Produtos são plantados na época de seca do rio.
Ribeirinhos plantam melancia na vazante do Rio Madeira (Foto: José Melo/Divulgação)“Todos já sabiam da fertilidade das terras das margens do rio Madeira, mas de forma empírica. Pela primeira vez é feito um levantamento científico, com coletas de amostras de solo, análise e acompanhamento das áreas inundadas provocadas pelo regime de enchente normal do rio”, afirma o analista socioambiental da Santo Antônio Energia, Antonio Marques de Mello Neto. A concessionária fez o estudo para poder direcionar as ações de compensação socioambiental na região do Baixo Madeira.
O presidente do Conselho das Associações e Cooperativas do Médio e Baixo Madeira (Conacobam), José Wilson de Melo, explica que a margem do rio pode ser dividida em três partes. “Na terra alta, o cultivo pode ser feito durante o ano todo, só quando o rio enche muito que acontece a alagação. Agora, na terra baixa e na vazante, onde a terra é mais fértil, só dá para plantar quando o rio começa a baixar e as margens ficam expostas, mas essa é a melhor terra, tudo nasce”, conta.
O relatório da pesquisa apontou a grande concentração de Fósforo (P) presente no solo que multiplica as células e promove o crescimento das raízes, maturação e melhor formação dos grãos e frutos, sendo essencial para o metabolismo vegetal. Também há a presença de Cálcio (Ca), Magnésio (Mg), Potássio (K) e Sódio (Na), comprovando a fertilidade dos solos.
Atravessador atrapalha
Mas para José Wilson, o que é plantado hoje, não representa metade do potencial destas terras. “Estes pequenos agricultores ribeirinhos poderiam plantar muito mais e vender para grandes distribuidores do mercado sem precisar do atravessador que compra os produtos por um preço mais baixo. Mas é difícil chegar ao mercado, é preciso organização, e a região ainda é carente nisso”, diz.

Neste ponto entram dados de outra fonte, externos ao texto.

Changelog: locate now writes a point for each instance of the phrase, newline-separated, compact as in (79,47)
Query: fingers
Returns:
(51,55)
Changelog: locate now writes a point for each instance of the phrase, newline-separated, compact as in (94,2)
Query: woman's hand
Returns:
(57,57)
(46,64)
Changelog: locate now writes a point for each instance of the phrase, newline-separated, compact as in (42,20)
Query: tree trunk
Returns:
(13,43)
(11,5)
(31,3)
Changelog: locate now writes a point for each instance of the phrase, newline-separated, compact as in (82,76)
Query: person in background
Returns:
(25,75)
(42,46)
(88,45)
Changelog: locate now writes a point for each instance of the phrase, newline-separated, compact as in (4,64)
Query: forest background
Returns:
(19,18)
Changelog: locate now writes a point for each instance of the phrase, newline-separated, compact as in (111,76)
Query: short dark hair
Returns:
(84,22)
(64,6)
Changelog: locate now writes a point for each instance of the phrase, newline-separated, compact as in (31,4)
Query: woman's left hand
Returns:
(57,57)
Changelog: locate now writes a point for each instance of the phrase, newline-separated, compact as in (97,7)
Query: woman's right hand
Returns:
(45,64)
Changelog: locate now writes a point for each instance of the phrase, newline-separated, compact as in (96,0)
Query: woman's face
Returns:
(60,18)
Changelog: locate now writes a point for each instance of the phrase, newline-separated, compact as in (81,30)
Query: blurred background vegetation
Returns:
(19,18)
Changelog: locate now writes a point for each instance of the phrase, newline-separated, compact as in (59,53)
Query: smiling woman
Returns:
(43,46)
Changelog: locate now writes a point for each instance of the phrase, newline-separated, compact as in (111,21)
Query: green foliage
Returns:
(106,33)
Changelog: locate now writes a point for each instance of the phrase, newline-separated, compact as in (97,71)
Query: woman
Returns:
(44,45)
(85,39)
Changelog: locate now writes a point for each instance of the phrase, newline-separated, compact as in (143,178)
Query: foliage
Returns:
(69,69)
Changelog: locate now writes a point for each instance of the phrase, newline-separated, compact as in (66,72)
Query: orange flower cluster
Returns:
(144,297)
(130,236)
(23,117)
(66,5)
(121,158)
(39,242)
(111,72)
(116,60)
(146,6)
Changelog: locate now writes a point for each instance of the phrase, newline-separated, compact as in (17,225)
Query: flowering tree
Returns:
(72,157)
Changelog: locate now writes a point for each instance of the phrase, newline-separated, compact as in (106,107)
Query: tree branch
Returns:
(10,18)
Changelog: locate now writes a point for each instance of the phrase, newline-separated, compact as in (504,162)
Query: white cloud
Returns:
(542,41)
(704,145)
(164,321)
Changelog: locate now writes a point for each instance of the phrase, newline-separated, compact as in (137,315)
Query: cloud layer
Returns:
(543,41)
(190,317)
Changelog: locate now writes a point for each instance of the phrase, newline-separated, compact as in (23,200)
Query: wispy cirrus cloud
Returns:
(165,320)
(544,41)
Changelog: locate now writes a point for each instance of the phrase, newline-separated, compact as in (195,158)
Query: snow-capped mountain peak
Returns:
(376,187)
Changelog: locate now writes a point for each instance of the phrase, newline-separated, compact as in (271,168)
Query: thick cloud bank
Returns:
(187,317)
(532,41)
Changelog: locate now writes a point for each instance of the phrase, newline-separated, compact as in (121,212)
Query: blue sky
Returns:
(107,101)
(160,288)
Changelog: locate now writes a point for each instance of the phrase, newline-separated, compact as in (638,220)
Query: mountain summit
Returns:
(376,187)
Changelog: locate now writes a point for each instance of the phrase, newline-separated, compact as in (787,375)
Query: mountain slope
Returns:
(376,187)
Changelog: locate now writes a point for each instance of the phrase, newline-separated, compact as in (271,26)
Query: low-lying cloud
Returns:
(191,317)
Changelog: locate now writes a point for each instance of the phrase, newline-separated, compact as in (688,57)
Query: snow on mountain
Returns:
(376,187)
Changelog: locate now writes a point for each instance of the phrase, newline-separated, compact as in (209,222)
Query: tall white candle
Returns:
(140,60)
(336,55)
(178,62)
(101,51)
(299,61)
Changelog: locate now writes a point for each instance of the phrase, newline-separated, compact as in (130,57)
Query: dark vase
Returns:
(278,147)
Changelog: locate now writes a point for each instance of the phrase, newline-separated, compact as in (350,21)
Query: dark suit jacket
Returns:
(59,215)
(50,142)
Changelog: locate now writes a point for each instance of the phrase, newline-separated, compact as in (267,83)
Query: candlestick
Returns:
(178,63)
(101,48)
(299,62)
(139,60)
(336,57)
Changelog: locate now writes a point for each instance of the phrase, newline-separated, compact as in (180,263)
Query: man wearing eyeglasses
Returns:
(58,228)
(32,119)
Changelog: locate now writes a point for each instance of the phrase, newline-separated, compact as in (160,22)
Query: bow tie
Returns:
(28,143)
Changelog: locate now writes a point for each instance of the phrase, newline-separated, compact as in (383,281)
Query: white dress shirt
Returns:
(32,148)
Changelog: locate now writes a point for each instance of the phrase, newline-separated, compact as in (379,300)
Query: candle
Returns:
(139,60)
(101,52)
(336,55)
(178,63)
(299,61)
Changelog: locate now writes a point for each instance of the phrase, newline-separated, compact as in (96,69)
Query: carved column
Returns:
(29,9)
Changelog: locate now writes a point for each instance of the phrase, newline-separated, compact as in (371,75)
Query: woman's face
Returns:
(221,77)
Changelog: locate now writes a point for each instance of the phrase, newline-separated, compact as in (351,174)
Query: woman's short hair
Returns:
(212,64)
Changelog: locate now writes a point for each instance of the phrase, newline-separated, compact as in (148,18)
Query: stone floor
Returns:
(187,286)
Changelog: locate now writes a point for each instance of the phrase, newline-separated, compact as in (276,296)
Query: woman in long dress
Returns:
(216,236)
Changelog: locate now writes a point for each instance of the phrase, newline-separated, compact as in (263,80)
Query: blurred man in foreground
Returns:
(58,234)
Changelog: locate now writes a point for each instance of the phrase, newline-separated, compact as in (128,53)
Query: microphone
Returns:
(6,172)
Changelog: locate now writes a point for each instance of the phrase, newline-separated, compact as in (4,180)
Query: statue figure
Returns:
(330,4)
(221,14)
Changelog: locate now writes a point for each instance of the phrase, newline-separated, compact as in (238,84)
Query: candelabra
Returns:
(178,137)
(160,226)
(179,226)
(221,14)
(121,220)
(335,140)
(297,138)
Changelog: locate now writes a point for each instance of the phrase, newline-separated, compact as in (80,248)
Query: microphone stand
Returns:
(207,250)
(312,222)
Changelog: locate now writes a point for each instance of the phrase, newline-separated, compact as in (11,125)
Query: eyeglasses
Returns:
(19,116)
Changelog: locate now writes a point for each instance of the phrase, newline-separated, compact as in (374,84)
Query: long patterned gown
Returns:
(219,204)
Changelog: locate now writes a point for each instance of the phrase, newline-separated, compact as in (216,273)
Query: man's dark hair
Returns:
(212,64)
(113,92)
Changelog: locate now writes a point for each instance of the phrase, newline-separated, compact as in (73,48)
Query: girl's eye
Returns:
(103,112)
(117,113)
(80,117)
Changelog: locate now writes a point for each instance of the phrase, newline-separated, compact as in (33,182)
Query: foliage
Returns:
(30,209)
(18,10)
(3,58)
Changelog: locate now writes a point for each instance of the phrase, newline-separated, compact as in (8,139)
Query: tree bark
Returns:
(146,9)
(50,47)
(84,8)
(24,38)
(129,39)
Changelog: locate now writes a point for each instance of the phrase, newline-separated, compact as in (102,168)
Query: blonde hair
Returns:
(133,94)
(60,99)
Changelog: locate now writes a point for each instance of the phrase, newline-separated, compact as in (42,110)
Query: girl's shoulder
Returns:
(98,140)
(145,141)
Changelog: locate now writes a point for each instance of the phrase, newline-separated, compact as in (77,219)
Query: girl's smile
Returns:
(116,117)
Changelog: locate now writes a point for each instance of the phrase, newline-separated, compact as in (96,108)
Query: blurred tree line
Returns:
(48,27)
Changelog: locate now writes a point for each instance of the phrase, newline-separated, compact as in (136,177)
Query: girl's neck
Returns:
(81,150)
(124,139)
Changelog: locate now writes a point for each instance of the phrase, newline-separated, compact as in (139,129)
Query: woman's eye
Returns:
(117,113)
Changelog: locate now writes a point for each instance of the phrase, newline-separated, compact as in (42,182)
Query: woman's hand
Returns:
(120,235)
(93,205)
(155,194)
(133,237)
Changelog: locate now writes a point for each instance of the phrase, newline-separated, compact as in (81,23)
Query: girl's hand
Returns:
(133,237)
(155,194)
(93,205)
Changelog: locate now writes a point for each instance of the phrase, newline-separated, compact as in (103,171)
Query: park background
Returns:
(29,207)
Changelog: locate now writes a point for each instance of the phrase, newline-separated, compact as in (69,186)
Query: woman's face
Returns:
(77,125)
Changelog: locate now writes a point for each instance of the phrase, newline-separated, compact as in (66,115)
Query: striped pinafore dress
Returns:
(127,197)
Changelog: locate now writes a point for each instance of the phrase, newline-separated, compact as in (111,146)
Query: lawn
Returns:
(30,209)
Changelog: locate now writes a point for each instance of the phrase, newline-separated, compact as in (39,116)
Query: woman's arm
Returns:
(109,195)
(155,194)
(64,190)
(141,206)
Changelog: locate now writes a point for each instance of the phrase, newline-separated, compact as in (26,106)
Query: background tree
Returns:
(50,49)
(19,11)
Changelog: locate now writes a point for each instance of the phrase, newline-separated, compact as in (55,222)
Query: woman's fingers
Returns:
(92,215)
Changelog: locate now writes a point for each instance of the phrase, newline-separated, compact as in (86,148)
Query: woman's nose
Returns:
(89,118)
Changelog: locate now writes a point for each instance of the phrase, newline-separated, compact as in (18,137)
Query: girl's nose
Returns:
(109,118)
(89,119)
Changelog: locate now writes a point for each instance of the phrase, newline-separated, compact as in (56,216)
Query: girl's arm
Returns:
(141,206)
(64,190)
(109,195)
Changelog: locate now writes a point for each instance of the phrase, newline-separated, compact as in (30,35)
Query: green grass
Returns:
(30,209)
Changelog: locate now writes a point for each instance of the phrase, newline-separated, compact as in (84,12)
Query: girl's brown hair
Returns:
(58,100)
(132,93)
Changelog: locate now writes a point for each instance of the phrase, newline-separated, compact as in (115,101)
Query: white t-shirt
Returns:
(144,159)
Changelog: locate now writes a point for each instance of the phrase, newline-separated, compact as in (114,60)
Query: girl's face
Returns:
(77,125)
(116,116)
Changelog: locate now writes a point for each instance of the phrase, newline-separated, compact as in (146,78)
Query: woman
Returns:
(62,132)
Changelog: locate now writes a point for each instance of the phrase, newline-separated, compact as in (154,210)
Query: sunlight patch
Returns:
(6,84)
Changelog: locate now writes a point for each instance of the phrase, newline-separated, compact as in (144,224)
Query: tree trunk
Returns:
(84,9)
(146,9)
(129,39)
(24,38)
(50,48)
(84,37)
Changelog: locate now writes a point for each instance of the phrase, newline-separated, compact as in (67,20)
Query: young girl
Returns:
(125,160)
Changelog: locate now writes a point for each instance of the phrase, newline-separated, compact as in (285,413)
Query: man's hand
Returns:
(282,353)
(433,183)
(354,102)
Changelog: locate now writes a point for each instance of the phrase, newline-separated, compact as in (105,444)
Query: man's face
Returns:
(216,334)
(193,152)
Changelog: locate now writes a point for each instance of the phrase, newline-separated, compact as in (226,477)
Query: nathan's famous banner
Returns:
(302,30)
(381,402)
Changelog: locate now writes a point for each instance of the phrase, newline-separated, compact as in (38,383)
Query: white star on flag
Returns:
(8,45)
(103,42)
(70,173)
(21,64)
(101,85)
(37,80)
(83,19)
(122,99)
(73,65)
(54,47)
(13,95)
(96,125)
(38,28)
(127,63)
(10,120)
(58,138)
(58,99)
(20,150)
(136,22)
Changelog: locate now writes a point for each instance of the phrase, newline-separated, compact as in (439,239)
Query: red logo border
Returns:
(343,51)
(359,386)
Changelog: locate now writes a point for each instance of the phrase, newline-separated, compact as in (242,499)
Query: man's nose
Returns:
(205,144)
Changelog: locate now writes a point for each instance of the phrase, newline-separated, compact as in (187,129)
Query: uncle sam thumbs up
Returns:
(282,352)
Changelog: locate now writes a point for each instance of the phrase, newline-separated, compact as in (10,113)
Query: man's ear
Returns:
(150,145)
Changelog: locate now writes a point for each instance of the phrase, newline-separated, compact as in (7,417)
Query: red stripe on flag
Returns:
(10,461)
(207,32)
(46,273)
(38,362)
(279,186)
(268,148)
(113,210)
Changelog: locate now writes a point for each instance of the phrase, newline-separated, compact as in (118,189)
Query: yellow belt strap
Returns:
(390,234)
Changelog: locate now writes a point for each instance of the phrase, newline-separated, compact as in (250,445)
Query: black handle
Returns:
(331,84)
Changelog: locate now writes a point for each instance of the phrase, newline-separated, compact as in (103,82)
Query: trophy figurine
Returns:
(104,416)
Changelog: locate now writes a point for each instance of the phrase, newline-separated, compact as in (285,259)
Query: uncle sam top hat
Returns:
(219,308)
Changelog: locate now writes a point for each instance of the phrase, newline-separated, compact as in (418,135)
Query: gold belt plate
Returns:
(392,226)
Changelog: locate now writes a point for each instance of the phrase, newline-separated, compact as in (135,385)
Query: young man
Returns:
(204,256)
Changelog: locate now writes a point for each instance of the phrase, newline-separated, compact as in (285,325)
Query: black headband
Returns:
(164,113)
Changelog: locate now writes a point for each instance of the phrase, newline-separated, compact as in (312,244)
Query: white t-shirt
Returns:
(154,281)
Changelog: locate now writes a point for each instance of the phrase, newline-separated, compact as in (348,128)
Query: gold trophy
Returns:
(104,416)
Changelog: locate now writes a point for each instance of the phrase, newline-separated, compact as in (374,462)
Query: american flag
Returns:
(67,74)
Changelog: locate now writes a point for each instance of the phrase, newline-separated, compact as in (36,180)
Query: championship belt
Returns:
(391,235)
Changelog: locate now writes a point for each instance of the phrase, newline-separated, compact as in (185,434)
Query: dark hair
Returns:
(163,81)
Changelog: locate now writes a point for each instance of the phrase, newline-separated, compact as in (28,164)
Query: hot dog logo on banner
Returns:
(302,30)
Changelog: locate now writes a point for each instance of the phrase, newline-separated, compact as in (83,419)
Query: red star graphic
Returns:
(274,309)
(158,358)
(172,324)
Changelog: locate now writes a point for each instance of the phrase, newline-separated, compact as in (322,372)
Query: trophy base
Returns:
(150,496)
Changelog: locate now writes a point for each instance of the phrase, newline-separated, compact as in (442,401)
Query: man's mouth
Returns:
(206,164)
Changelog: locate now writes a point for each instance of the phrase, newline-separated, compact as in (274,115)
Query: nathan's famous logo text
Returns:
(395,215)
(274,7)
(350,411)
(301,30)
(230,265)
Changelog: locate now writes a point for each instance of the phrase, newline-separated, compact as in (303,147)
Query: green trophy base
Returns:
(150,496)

Presidente do Conacobam fala da fertilidade dasterras ribeirinhas de Porto Velho (Foto: Larissa
Matarésio/G1)
Produção
Durante a época de seca, que dura em média quatro a cinco meses, na parte vazante do rio, parte mais baixa, são plantados produtos rasteiros como a melancia, o feijão, o maxixe e o tomate. “Só este ano que a nossa produção de feijão de corda será mais baixa, porque o leito do rio demorou para descer, já que o período de chuvas se estendeu um pouco mais, mas as outras produções foram muito boas”, conta.
O presidente do Conacobam ressalta que seria muito importante para os ribeirinhos a regularização fundiária desta região. “Sendo dono de papel passado de suas terras, o ribeirinho poderá comprar equipamentos, aumentar sua produtividade e melhorar de vida. Estamos lutando por isso. O próprio cultivador tem percebido a importância de certas atitudes como a de não fazer queimadas na terra antes do cultivo, já que isso prejudica as plantações da próxima safra”, diz.